Cette année encore, des cas d'actes de torture infligés par la police à des détenus et de recours abusif à la force meurtrière ont été signalés. Une commission d'enquête a établi que la corruption et la mauvaise gestion faisaient maintenant partie d'un système dans les prisons, où les violences sexuelles restaient monnaie courante. Les demandeurs d'asile rencontraient toujours des difficultés à accéder aux procédures de détermination du statut de réfugié ; des centaines d'immigrés soupçonnés d'être en situation irrégulière ont été détenus au-delà de la durée légale. Les 62 personnes qui restaient frappées d'une condamnation à mort ont vu leur peine commuée. Le nombre de personnes atteintes du VIH/sida et recevant des traitements antirétroviraux a augmenté, mais plus de la moitié des patients n'en bénéficiaient toujours pas. Les cas de viol signalés demeuraient nombreux et les réformes juridiques devant permettre aux victimes de saisir la justice ont de nouveau été retardées.

Contexte
Les tensions politiques au sein de l'African National Congress (ANC, Congrès national africain), le parti au pouvoir, ainsi qu'entre l'ANC et ses partenaires de la « triple alliance », ont éclaté au grand jour lors des procès pour corruption et viol engagés contre l'ancien vice-président Jacob Zuma. Les sympathisants de ce dernier accusaient la Direction nationale du ministère public (NDPP) de s'en prendre à Jacob Zuma pour des raisons politiques.
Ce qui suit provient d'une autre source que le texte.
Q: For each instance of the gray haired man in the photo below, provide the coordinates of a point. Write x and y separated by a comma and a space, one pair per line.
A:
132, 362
L'ANC a remporté les élections locales de mars dans la majorité des conseils municipaux, alors même que l'action du gouvernement au plan socioéconomique demeurait contestée.
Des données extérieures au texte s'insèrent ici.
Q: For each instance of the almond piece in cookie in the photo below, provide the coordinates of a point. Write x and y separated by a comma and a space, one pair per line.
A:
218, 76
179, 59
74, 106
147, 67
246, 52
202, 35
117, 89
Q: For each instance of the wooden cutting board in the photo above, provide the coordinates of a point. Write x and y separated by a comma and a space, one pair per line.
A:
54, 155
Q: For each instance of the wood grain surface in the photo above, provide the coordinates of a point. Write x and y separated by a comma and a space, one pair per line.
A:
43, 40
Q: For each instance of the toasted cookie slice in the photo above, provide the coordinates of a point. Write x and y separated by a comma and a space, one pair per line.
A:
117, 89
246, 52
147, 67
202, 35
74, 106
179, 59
Les violences à caractère politique qui ont éclaté dans le KwaZulu-Natal ont entraîné la mort d'un certain nombre de candidats de l'ANC et de l'Inkatha Freedom Party (Parti de la liberté Inkatha).
Des représentants des milieux d'affaires et de l'Église, entre autres, ont lancé un appel au président Mbeki afin qu'il prenne des mesures efficaces pour lutter contre la criminalité violente, toujours très forte. Le gouvernement a placé la section de la NDPP chargée des enquêtes, surnommée la section des Scorpions, sous le contrôle politique du ministre de la Sûreté et de la Sécurité.
La vice-présidente et la ministre déléguée à la Santé ont ouvert le dialogue avec les organisations de la société civile afin d'envisager une action plus efficace face à la pandémie du VIH/sida.

Violations des droits humains imputables à la police
Des cas de torture et de recours abusif à la force meurtrière contre des suspects de droit commun ont de nouveau été signalés, dans un contexte marqué par un niveau élevé de criminalité violente et par de nombreux homicides, volontaires ou non, imputables aux forces de l'ordre. Des membres de la police sud-africaine, en particulier de l'Unité d'enquête sur les infractions graves et les crimes de sang (SVCU), ont frappé des suspects à coups de pied et de poing ; des cas de torture à l'électricité ou par asphyxie ont également été avérés. Plusieurs personnes sont mortes des suites de ces blessures. Les interrogatoires se déroulaient parfois dans des lieux non officiels. À la suite d'une perquisition ordonnée par la justice, du matériel de torture a été découvert dans les locaux de la SVCU de Vanderbijlpark.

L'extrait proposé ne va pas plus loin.